OASIS Mailing List ArchivesView the OASIS mailing list archive below
or browse/search using MarkMail.

 


Help: OASIS Mailing Lists Help | MarkMail Help

virtio-dev message

[Date Prev] | [Thread Prev] | [Thread Next] | [Date Next] -- [Date Index] | [Thread Index] | [List Home]


Subject: Re: [PATCH v4] virtio_net: support split header


On Mon, Jun 20, 2022 at 11:13:47AM +0800, Xuan Zhuo wrote:
> On Fri, 17 Jun 2022 05:58:11 -0400, "Michael S. Tsirkin" <mst@redhat.com> wrote:
> > On Fri, Jun 17, 2022 at 03:16:01PM +0800, Xuan Zhuo wrote:
> > > The purpose of this feature is to split the header and the payload of
> > > the packet.
> > >
> > > |                    receive buffer                                    |
> > > |                       0th descriptor             | 1th descriptor    |
> > > | virtnet hdr | mac | ip hdr | tcp hdr|<-- hold -->|   payload         |
> > >
> > > We can use a buffer plus a separate page when allocating the receive
> > > buffer.

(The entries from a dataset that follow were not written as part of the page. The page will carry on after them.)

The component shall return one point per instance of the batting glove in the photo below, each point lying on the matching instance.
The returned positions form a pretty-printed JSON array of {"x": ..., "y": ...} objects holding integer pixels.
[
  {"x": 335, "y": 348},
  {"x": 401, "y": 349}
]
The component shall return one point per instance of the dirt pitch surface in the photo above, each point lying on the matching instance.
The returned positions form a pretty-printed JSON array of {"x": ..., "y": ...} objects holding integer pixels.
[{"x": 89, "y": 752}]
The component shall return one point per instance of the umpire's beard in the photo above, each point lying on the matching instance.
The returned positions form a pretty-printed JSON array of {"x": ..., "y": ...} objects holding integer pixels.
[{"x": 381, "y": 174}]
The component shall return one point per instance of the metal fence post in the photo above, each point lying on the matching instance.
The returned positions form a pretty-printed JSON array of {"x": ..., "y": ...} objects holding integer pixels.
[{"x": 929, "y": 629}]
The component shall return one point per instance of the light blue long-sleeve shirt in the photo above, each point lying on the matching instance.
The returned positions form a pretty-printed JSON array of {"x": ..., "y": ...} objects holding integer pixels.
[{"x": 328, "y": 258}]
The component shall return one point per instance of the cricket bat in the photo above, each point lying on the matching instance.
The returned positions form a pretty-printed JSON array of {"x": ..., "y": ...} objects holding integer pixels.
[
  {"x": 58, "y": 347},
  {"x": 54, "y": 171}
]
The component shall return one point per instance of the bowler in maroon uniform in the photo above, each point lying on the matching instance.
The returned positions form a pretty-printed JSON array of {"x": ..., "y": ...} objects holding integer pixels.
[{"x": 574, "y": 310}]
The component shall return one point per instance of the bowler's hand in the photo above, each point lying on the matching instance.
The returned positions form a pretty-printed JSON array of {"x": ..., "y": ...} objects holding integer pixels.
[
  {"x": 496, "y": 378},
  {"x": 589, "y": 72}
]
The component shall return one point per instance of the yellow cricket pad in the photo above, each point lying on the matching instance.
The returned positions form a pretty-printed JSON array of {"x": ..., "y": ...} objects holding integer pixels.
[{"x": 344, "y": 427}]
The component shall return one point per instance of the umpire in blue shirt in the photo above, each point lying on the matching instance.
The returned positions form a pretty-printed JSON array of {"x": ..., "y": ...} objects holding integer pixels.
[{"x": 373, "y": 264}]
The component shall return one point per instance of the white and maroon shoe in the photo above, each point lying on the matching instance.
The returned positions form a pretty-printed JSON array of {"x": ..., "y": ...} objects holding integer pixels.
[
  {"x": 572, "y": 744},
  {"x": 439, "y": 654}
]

In this way, we can ensure that all payloads can be
> > > independently in a page, which is very beneficial for the zerocopy
> > > implemented by the upper layer.
> > >
> > > Signed-off-by: Xuan Zhuo <xuanzhuo@linux.alibaba.com>
> > > Reviewed-by: Heng Qi <hengqi@linux.alibaba.com>
> > > Reviewed-by: Kangjie Xu <kangjie.xu@linux.alibaba.com>


Could you describe the zerocopy in more detail? I'd like to understand
e.g. whether it mixes with mergeable buffers.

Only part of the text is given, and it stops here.